A Cahya Legawa's Les pèlerins au-dessus des nuages

Terdengar sederhana, namun makanan memang menjadi bagian dari pemenuhan kebutuhan pokok kita yang tidak terelakkan, sebagai sumber nutrisi yang menyokong kehidupan, sekaligus menjadi gerobak bagi pelbagai potensi gangguan kesehatan. Mulai dari gangguan pencernaan seperti diaer, hingga kanker, dari masalah neurologis (saraf dan otak) hingga kemungkinan malnutrisi (gizi buruk).

Selama ini kita mungkin kurang memerhatikan makanan kita, bagaimana mengolahnya, menyimpannya, hingga menghidangkannya. Kita tidak belajar keahlian ini di sekolah, namun di rumah.

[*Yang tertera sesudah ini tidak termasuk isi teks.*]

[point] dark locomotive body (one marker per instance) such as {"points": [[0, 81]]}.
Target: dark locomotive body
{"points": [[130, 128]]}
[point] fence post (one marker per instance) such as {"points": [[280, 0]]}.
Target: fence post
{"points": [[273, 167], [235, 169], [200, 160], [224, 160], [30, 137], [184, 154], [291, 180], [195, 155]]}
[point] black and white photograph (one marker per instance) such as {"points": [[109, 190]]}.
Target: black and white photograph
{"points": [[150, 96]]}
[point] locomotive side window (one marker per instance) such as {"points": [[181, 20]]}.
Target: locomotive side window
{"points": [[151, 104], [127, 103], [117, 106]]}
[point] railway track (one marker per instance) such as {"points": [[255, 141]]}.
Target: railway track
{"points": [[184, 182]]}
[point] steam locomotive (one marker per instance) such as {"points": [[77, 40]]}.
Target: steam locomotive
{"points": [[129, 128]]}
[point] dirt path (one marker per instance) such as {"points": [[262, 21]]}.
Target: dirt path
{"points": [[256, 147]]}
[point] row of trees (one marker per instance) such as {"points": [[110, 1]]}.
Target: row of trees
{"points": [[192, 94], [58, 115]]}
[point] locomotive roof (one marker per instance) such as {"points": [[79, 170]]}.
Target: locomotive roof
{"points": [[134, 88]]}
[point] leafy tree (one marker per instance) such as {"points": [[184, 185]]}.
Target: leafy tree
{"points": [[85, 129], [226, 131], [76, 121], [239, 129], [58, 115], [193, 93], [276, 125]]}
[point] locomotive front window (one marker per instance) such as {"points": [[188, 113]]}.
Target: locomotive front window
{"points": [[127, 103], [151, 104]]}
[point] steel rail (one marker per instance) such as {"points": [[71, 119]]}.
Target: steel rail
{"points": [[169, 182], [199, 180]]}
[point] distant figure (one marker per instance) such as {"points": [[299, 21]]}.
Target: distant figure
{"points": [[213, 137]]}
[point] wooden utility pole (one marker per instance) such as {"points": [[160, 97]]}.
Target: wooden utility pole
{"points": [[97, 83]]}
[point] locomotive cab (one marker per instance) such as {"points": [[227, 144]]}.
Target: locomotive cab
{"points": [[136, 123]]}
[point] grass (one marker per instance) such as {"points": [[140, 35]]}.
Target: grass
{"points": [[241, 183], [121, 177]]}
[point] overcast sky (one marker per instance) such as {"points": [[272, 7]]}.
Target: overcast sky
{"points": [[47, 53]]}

Beruntung bagi Anda yang memiliki kesempatan untuk belajar dan menguasai kemampuan menyiapkan makanan secara baik, sehingga aman bagi mereka yang mengonsumsinya.

Video di atas berasal dari WHO Pasifik Barat, di mana budaya makanan tidak berbeda dengan di negara kita. Silakan amati pesan yang disampaikan, dan mari kita awas terhadap makanan kita.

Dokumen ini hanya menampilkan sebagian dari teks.